Aylus was an anchor and a beacon to her family, a model of dedication and responsibility, inclusive and giving of herself with love and without complaint. Raising the children was her life’s purpose, with endless patience and with her special love. She also had love for the rest of the family. She was a devoted “savdoda” to Sagi’s family and loved and cared for the children. In every meeting with Aylus the feeling was of endless love and acceptance. She always cared for the family and adjusted herself to each generation; she saved her special laugh for the little ones, and for the parents she was always the one to go to for advice and help. She contributed from her experience, in a good spirit, calmly, with a smile. She pled with the young generation: “Don’t do what I wouldn’t do,” but she also accepted it with understanding when they chose otherwise. Towards her parents, too, her responsibility and patience stood her in good stead, and she supported them with endless devotion.

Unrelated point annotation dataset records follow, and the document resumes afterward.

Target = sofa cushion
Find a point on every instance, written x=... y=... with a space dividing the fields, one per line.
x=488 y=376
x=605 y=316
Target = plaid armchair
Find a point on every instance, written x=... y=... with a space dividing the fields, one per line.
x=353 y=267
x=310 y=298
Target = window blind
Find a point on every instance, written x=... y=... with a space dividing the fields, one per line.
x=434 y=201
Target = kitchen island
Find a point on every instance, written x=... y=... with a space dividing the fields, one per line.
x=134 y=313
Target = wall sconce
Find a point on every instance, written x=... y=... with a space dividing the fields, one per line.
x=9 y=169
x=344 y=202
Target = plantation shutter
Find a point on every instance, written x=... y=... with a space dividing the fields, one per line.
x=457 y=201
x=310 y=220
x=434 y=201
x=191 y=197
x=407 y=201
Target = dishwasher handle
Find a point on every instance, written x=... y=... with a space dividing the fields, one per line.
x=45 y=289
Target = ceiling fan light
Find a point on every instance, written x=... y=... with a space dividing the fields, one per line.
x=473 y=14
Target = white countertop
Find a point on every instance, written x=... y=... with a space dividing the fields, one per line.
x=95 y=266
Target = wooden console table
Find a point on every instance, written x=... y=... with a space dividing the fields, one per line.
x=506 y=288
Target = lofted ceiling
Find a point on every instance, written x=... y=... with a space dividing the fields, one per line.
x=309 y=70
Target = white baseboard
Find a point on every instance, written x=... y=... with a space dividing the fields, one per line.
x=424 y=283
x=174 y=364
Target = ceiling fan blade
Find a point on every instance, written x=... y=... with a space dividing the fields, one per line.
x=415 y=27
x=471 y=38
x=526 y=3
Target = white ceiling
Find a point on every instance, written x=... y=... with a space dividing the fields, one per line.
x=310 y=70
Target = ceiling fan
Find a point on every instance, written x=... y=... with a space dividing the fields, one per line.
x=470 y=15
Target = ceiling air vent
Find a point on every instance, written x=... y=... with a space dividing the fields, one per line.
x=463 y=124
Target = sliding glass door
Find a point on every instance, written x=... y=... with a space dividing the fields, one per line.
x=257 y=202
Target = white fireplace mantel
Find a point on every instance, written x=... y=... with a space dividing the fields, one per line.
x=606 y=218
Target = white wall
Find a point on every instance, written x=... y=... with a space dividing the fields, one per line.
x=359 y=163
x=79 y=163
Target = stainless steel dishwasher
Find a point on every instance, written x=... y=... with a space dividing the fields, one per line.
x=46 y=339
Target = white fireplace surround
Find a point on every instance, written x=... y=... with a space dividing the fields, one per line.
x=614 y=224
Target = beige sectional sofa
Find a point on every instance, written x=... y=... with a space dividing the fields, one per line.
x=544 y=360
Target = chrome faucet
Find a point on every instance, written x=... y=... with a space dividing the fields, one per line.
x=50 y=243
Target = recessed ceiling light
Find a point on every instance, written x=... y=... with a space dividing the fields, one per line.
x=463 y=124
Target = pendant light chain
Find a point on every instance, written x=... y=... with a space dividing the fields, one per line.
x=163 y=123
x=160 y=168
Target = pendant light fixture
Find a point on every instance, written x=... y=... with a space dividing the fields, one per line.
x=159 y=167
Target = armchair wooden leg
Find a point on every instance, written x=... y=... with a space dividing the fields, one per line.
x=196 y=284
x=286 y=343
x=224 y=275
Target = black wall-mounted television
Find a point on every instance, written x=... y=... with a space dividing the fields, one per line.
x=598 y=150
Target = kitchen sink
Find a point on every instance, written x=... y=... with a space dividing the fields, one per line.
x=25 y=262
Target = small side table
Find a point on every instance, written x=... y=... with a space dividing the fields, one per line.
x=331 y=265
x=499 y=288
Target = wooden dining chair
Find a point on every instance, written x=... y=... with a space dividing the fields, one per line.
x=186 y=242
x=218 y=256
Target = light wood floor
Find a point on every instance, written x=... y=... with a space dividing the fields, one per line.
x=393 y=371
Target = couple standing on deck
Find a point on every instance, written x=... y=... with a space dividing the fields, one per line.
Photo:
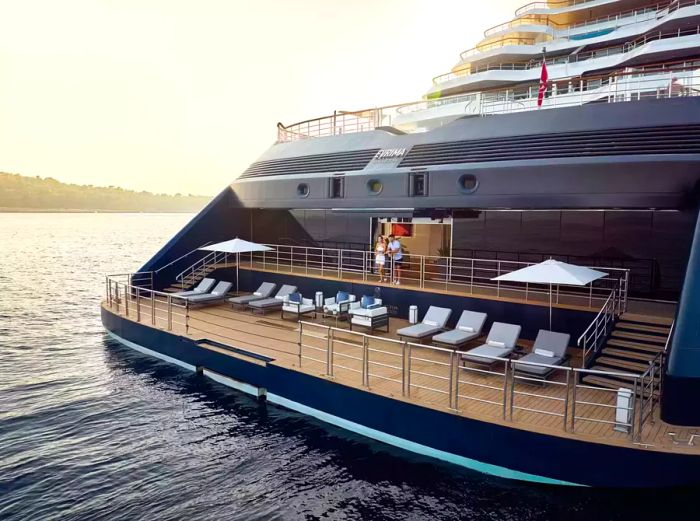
x=392 y=248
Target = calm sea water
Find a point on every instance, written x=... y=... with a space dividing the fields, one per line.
x=93 y=430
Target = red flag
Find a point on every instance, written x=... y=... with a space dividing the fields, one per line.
x=543 y=83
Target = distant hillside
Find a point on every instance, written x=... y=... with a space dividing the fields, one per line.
x=26 y=194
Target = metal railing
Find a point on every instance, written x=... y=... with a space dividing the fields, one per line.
x=570 y=58
x=201 y=268
x=144 y=304
x=595 y=335
x=500 y=389
x=613 y=88
x=429 y=375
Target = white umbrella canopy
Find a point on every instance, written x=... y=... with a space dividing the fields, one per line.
x=236 y=246
x=553 y=272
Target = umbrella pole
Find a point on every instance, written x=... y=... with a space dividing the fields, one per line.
x=550 y=307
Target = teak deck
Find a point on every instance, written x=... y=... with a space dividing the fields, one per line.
x=279 y=339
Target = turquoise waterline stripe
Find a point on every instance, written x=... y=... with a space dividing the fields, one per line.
x=150 y=352
x=411 y=446
x=374 y=434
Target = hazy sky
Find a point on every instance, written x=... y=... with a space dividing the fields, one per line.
x=181 y=96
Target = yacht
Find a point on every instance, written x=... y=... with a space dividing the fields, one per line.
x=569 y=137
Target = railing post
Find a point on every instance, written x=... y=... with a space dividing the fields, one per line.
x=566 y=399
x=299 y=340
x=451 y=380
x=403 y=368
x=170 y=313
x=331 y=338
x=365 y=361
x=408 y=373
x=573 y=402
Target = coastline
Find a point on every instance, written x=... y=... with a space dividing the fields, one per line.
x=85 y=210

Alongside this she continued working in the printing press. Aged 70, she transferred to the manual wrapping department and became the right hand of Bosmat. She took responsibility for things that required skilled hands – cutting, sticking, packaging, and, in general, finding simple magical solutions for problems that seemed complicated. In the corridors of the printing press too, the family came first; Aylus would stop Sagi for a hug during every tour, no matter who he was with, and would say “I’m his aunt – and now you can continue.” Meanwhile the children grew, the future seemed calmer, and it was possible to sit for a little while to talk with friends or to go with them to a film workshop at Cinema City in Ramat Hasharon, to arrange flowers for festivals, and to think about renovating her home.
On October 7, Ayala was murdered together with Liel and Yanai. Today they are buried next to Grandpa Avia, who was also murdered that Shabbat.